1. 6

  2. 6

    Twitter seems to have ~211M daily active users and this says 400 billion events per day.

    I also found a number of close to 10k tweets per second, so that’s 812M tweets per day, averaging 4 tweets per user.

    That’s 2000 events per daily active user or 500 events per tweet. Maybe stop doing so many analytics things? Oh wait, if the goal isn’t actually letting people communicate with each other…

    1. 1

      While I liked your summary, does this include retweets as tweets? How about likes?

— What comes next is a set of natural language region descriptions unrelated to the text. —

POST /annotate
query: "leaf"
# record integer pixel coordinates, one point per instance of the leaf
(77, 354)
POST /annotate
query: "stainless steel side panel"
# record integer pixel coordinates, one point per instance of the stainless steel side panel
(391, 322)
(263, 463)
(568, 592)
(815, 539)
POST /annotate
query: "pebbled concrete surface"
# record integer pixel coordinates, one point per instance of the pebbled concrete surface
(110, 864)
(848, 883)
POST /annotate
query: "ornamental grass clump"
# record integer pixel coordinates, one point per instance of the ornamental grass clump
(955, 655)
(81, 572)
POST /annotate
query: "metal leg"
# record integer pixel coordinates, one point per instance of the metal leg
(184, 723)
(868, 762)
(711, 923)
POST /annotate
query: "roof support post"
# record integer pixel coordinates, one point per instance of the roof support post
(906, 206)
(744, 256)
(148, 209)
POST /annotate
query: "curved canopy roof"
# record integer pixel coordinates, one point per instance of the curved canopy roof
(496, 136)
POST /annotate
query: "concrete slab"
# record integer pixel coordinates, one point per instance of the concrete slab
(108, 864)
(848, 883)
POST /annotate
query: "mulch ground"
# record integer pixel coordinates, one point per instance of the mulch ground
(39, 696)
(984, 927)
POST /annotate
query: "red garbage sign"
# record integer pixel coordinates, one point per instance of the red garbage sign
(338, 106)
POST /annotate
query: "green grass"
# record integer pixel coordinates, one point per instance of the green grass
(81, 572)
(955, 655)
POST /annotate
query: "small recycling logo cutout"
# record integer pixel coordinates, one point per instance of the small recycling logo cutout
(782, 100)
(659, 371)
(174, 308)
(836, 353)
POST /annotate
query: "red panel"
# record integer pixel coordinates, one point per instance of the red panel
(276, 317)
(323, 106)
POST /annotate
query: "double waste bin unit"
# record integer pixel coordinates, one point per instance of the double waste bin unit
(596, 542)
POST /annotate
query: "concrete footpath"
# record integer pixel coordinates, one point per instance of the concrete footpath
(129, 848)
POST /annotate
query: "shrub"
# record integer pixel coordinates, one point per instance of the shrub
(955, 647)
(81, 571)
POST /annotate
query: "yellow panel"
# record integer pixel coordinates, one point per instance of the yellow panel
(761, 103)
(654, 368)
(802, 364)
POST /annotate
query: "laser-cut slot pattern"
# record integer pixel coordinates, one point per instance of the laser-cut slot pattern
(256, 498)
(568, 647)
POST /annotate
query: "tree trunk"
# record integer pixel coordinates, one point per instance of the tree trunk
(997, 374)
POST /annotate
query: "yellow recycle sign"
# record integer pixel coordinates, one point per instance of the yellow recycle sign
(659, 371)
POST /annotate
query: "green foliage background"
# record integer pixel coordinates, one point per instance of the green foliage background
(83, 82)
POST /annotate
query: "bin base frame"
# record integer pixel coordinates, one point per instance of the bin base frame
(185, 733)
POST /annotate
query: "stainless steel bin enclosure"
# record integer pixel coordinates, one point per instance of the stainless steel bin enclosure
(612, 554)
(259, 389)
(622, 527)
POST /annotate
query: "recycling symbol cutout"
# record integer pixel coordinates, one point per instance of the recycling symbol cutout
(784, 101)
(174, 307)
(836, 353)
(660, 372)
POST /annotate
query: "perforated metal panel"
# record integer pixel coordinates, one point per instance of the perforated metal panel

      If 500 people on average like a tweet, or perhaps if hundreds of thousands like some tweets driving the average up, then you can get closer before analytics.

      1. 1

        I know my reply was tongue in cheek and half-hearted, but I actually thought about this for a moment.

        Let’s assume you have a typical pub-sub infrastructure for the events, how do you count? If one tweet is sent to 100 followers you can now either say “I have one event that is sent to 100 consumers” or “I have 100 events”. I’m not saying either way of counting is wrong, but without further details you can easily tune your numbers to say you do “1 billion events” when in reality you send 100 million events to 100 subscribers. It’s complicated ;)

        1. 1

          I think this article is from the data team, so they’re more interested in being able to run queries later. (I assume an “event” is anything they’re interested in knowing, which can extend to non-tweet events like following.) For the actual infrastructure, it was generally measured in tweets (posts) per second, and fan-out rate (how much downstream work does each post generate).

          1. 1

            Fair, but (and I fully agree that this is an edge case) many people, including me, use it as a messenger/microblog with public posts and are still kinda dumbfounded about their scale and bespoke architecture when all we do could indeed be done with the thing they had when we signed up 12y ago, a simple Rails app ;)

    2. 3

      generate petabyte (PB) scale data every day

      And then somebody asks me why I laugh when the IT industry talks about sustainability.

      Looks like twitter gave up and went the “throw stuff at google” route.

      1. 2

        I’d always assumed that Twitter had some magical in-house system running for full-text search. But if the data is backed by BigTable then I wonder how it works? They have a bunch of operators that they support both in the Search API and in their GNIP/Powertrack rules, such as “[term 1] within [n words] of [term 2]”.

        1. 1

          Interesting that they’re starting to offload some of this data work to gcloud now.